In April, I posted this question about the code below essentially asking, "Why does this work?" My objective was to impute means for a set of variables based on values in another data frame. It was working perfectly—for NA values in test, it grabbed the mean of that column in train and replaced NA with that value.
However, now it's only using the mean of the last column provided to the mutate_at function. So, previously the two NA values in the income column of test were replaced with 7.17 (the mean of train$income). Now, they're replaced with 3.83 (the mean of train$home_value). The two NA values in the home value column of test are also being replaced by 3.83 (as they were before).

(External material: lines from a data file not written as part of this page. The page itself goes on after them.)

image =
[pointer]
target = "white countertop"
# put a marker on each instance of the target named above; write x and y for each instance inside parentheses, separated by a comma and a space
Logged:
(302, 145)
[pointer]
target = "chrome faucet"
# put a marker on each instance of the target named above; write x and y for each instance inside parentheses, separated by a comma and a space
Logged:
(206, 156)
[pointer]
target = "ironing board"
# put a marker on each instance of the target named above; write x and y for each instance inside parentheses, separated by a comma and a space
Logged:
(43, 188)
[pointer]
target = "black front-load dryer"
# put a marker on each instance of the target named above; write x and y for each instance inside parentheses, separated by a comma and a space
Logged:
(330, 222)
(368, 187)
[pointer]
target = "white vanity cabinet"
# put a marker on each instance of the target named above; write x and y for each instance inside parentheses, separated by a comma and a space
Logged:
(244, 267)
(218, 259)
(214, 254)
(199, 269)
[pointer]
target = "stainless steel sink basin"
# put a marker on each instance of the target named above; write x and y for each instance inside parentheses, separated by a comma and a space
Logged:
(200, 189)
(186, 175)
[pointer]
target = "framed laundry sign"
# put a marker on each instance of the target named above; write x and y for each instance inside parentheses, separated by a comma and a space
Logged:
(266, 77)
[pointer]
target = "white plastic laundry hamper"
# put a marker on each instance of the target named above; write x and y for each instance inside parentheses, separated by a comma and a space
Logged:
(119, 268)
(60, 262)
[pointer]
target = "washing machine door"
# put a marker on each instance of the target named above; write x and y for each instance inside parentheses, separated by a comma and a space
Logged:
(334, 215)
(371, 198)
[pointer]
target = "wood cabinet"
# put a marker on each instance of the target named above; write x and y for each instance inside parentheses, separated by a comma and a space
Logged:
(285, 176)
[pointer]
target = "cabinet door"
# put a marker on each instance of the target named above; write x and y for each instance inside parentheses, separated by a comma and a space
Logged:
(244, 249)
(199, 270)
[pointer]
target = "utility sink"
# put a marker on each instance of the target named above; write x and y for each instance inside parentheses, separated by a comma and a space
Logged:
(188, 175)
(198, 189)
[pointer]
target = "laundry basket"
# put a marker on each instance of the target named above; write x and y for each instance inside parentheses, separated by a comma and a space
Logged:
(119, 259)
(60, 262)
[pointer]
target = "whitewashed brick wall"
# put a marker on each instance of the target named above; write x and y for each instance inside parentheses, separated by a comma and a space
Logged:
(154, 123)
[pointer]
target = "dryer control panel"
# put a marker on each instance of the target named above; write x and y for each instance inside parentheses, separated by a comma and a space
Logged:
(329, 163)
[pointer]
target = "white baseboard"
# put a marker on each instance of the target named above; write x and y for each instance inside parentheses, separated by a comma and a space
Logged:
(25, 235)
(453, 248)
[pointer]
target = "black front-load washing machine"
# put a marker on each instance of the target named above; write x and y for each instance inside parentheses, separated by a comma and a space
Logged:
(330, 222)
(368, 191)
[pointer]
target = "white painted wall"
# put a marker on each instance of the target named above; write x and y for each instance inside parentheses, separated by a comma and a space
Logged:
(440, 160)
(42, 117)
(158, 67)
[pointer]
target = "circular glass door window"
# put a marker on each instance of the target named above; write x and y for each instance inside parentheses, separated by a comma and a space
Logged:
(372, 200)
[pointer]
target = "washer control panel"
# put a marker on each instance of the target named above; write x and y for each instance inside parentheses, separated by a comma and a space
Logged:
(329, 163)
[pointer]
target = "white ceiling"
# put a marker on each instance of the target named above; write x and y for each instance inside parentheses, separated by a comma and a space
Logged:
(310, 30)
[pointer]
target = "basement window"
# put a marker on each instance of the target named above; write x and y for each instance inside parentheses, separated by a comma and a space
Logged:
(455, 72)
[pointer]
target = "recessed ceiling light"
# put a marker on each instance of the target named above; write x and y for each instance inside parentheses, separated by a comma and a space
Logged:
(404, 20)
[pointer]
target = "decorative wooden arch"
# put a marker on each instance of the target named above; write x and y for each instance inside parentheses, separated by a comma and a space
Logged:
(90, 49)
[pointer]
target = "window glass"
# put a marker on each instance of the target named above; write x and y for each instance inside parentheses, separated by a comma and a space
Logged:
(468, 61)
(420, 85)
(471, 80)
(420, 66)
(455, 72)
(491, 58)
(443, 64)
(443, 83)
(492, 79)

- What change was made to a package that caused this code to behave differently?
- Is there another clean and neat solution that will accomplish my objective?
Thanks.
train <- tibble(income = c(10, 8, 7, 9, 4, 5),
children = c(3, 5, 2, 7, 9, 10),
home_value = c(4, 5, 8, 2, 4, 0))
test <- tibble(income = c(4, 5, 2, NA, 8, NA),
children = c(3, 5, 10, 2, 4, NA),
home_value = c(3, NA, NA, 4, 1, 5))
mvars <- c("income", "home_value")
test_imp <- test %>%
mutate_at(mvars,
list( ~ {
imp_mean <- train %>% pull(.) %>% mean(na.rm = TRUE)
if_else(is.na(.), imp_mean, .)
}))